Son orientation intellectuelle fut marquée par l'enseignement de maîtres tels que Jean Daniélou et Pierre Chantraine. Mais c'est surtout en suivant, sur les conseils d'amis historiens, le cours d'Henri-Irénée Marrou en Sorbonne qu'elle connut une véritable révélation. L'approche de Marrou, qui inscrivait toujours le christianisme dans son cadre historique, l'Antiquité tardive, fut déterminante.

Reçue à l'agrégation de lettres en 1955, elle enseigna d'abord un an au lycée de Reims.

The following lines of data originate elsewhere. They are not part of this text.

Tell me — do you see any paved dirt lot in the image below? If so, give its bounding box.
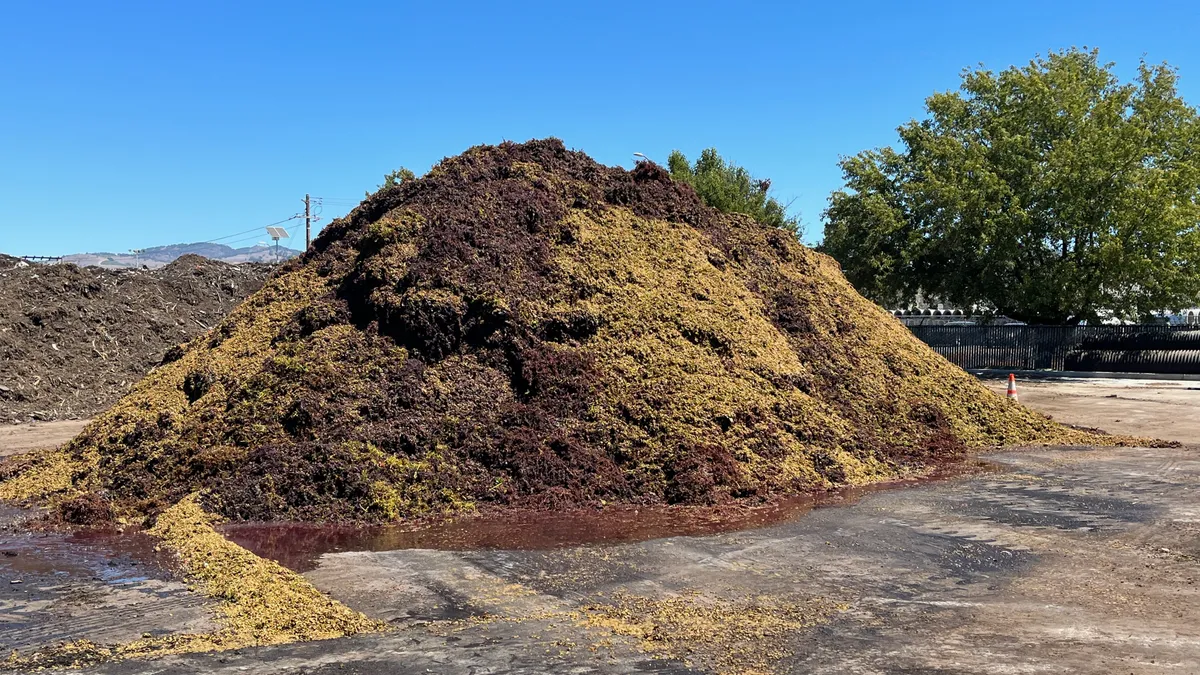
[0,419,88,458]
[0,381,1200,674]
[984,378,1200,444]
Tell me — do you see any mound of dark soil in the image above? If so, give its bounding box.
[0,141,1112,521]
[0,256,270,424]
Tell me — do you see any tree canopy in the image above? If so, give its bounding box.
[822,49,1200,323]
[667,148,800,234]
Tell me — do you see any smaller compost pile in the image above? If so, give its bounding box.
[0,139,1132,521]
[0,256,271,424]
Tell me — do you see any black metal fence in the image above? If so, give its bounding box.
[908,325,1200,375]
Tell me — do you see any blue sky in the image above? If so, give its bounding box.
[0,0,1200,255]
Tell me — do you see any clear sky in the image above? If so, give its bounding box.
[0,0,1200,255]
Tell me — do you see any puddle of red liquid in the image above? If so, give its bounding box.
[221,454,998,572]
[0,507,172,584]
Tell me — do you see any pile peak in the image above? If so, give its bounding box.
[6,139,1113,521]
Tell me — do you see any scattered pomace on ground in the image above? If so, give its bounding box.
[0,255,271,424]
[0,139,1142,521]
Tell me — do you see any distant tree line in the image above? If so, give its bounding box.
[822,49,1200,324]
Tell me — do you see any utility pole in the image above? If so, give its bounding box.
[304,195,312,251]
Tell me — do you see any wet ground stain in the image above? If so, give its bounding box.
[220,460,1001,573]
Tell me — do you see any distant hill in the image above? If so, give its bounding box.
[62,241,302,269]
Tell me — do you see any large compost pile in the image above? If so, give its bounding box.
[0,256,270,424]
[0,139,1118,521]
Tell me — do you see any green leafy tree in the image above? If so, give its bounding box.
[822,49,1200,323]
[667,148,800,234]
[367,167,416,197]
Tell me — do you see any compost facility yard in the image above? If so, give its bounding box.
[0,139,1200,674]
[0,381,1200,674]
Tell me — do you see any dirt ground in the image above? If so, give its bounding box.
[0,381,1200,674]
[984,378,1200,443]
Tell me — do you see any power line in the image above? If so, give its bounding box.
[200,214,304,244]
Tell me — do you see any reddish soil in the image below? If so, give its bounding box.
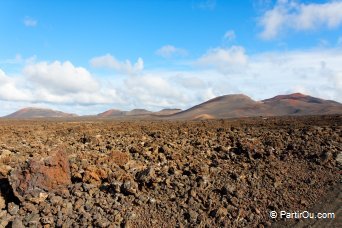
[0,115,342,227]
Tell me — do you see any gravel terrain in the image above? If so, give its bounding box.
[0,115,342,227]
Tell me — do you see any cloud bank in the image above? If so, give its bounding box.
[0,46,342,114]
[259,0,342,40]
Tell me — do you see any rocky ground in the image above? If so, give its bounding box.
[0,116,342,227]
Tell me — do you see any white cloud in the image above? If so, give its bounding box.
[337,36,342,46]
[0,46,342,114]
[223,30,236,41]
[156,45,187,58]
[0,69,28,101]
[90,54,144,74]
[24,61,99,95]
[196,46,248,72]
[259,0,342,40]
[23,17,38,27]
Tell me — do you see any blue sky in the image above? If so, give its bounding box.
[0,0,342,115]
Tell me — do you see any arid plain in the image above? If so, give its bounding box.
[0,115,342,227]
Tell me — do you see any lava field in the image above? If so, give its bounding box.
[0,115,342,228]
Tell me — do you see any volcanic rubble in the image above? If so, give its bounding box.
[0,116,342,227]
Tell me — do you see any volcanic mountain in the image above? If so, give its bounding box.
[4,107,77,119]
[97,109,152,117]
[170,93,342,119]
[97,109,181,118]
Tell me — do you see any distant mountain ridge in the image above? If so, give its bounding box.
[171,93,342,119]
[4,107,77,119]
[4,93,342,120]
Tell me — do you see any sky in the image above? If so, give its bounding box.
[0,0,342,116]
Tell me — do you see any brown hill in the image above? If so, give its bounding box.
[153,108,182,116]
[4,107,77,119]
[97,109,152,118]
[97,109,126,117]
[170,93,342,119]
[262,93,342,116]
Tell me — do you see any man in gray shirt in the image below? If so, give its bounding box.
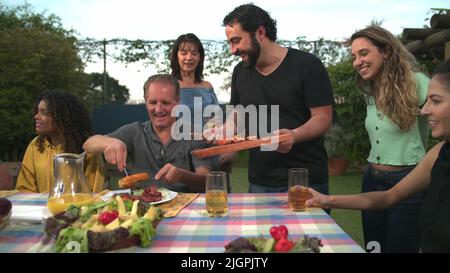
[83,75,213,192]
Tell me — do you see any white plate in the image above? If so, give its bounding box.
[106,188,178,205]
[10,205,52,223]
[150,188,178,205]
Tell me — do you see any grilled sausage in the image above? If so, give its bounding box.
[118,173,149,189]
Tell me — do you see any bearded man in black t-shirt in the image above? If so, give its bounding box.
[223,4,334,193]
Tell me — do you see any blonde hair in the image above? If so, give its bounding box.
[350,26,421,132]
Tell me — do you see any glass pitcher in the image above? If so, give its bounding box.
[47,152,92,215]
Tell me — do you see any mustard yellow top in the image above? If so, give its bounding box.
[16,137,105,192]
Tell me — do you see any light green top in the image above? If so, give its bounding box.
[365,73,430,166]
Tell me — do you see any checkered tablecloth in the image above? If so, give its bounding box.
[0,193,364,253]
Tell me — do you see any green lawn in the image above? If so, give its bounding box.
[231,164,364,248]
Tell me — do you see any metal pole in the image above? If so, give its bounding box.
[103,39,107,104]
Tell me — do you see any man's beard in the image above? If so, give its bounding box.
[236,33,261,69]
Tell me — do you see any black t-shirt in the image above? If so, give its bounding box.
[230,48,334,187]
[419,141,450,253]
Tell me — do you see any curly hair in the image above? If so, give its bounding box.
[169,33,205,83]
[223,3,277,42]
[350,26,422,132]
[33,91,92,154]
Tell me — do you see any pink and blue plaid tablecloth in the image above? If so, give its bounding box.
[0,193,364,253]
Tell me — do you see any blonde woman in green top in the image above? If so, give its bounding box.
[350,26,429,252]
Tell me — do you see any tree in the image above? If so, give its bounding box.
[0,4,86,161]
[85,73,130,110]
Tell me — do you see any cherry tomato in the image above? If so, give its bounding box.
[270,226,281,241]
[98,210,119,225]
[274,238,294,252]
[216,139,228,145]
[278,225,289,239]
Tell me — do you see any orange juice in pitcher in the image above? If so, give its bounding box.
[47,153,93,215]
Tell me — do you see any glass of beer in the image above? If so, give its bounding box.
[288,168,308,211]
[206,172,228,217]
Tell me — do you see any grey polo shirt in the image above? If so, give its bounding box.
[108,121,214,192]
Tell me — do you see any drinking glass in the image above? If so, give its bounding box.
[288,168,308,211]
[206,172,228,217]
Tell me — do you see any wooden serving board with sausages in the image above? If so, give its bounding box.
[191,134,289,158]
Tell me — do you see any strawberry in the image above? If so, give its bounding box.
[269,226,281,241]
[278,225,289,239]
[274,238,294,252]
[98,210,119,226]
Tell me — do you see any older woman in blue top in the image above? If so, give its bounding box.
[351,26,429,252]
[170,33,235,172]
[170,33,219,132]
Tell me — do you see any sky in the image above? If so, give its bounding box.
[4,0,450,102]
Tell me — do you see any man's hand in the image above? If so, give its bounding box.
[155,163,183,183]
[103,138,127,171]
[273,129,295,154]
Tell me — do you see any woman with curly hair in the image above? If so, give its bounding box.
[350,26,429,252]
[16,91,104,192]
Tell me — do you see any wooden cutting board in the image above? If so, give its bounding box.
[191,134,289,158]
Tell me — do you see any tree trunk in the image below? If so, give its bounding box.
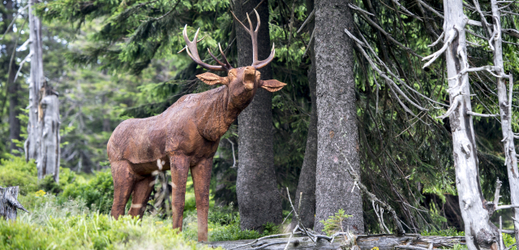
[2,0,21,153]
[36,82,60,182]
[235,0,282,230]
[7,63,21,155]
[25,0,60,182]
[443,0,498,250]
[0,186,27,221]
[491,0,519,242]
[314,0,364,233]
[291,0,317,228]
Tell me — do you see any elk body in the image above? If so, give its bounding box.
[107,10,286,241]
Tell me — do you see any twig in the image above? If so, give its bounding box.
[0,4,29,41]
[229,233,292,250]
[422,28,458,69]
[296,9,315,34]
[335,143,405,235]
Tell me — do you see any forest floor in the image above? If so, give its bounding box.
[206,237,341,250]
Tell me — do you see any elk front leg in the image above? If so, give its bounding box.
[128,176,155,218]
[169,155,189,231]
[191,158,213,241]
[110,160,136,219]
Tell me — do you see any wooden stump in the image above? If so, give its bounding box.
[0,186,29,221]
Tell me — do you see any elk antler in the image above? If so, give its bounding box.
[182,24,232,71]
[231,9,276,69]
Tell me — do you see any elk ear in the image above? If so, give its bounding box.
[260,79,287,92]
[196,72,229,85]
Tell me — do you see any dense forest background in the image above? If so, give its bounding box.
[0,0,519,248]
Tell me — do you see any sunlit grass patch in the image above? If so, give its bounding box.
[0,193,219,249]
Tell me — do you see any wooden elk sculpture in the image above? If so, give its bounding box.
[107,12,286,241]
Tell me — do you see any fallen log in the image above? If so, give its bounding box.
[0,186,29,221]
[357,234,465,250]
[206,234,465,250]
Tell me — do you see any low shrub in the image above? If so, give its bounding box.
[59,169,114,214]
[0,192,219,249]
[0,155,38,195]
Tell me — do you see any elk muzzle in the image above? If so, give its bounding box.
[243,66,260,90]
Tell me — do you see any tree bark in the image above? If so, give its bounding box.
[491,0,519,243]
[2,0,21,153]
[0,186,27,221]
[443,0,499,250]
[25,0,60,182]
[314,0,364,233]
[291,0,317,228]
[234,0,282,230]
[7,63,21,155]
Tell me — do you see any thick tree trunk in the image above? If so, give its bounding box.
[0,186,27,221]
[7,63,21,154]
[314,0,364,233]
[25,0,60,182]
[2,0,20,153]
[444,0,499,250]
[36,83,60,182]
[491,0,519,242]
[291,0,317,228]
[235,0,282,230]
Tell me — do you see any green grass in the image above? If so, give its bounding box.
[0,156,280,250]
[0,192,220,249]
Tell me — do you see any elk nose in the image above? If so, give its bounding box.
[245,66,256,75]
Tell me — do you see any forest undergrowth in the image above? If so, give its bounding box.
[0,156,515,249]
[0,156,279,249]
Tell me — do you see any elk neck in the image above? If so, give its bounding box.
[196,86,255,141]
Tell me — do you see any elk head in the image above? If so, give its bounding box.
[183,10,286,104]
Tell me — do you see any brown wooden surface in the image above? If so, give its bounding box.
[0,186,27,221]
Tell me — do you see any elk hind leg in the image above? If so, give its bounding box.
[191,158,213,241]
[170,155,189,231]
[111,160,136,219]
[128,175,155,218]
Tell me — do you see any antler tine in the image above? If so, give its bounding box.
[231,9,276,69]
[182,24,227,71]
[252,43,276,69]
[207,43,232,71]
[253,9,261,33]
[218,43,232,69]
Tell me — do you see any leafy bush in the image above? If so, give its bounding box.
[39,167,76,194]
[0,192,219,249]
[321,209,351,235]
[60,169,114,214]
[0,155,38,195]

Elle retourna ensuite à Sèvres comme « caïmane » (agrégée préparatrice) de grec de 1958 à 1962. Sur proposition de l'helléniste Pierre Chantraine, elle intégra la Sorbonne comme assistante, puis maître-assistante, de 1962 à 1970.

Sa carrière se poursuivit par deux décennies fructueuses à l'université de Poitiers, de 1970 à 1989. Elle fut finalement appelée à succéder à Jean Bernardi sur la chaire de patristique grecque à Paris-IV-Sorbonne, une chaire rendue mythique par sa prédécesseure, Marguerite Harl.

Monique Alexandre laisse derrière elle une œuvre scientifique considérable et l'image d'une universitaire rigoureuse qui a profondément marqué l'étude de la patristique grecque et du judaïsme hellénistique en France.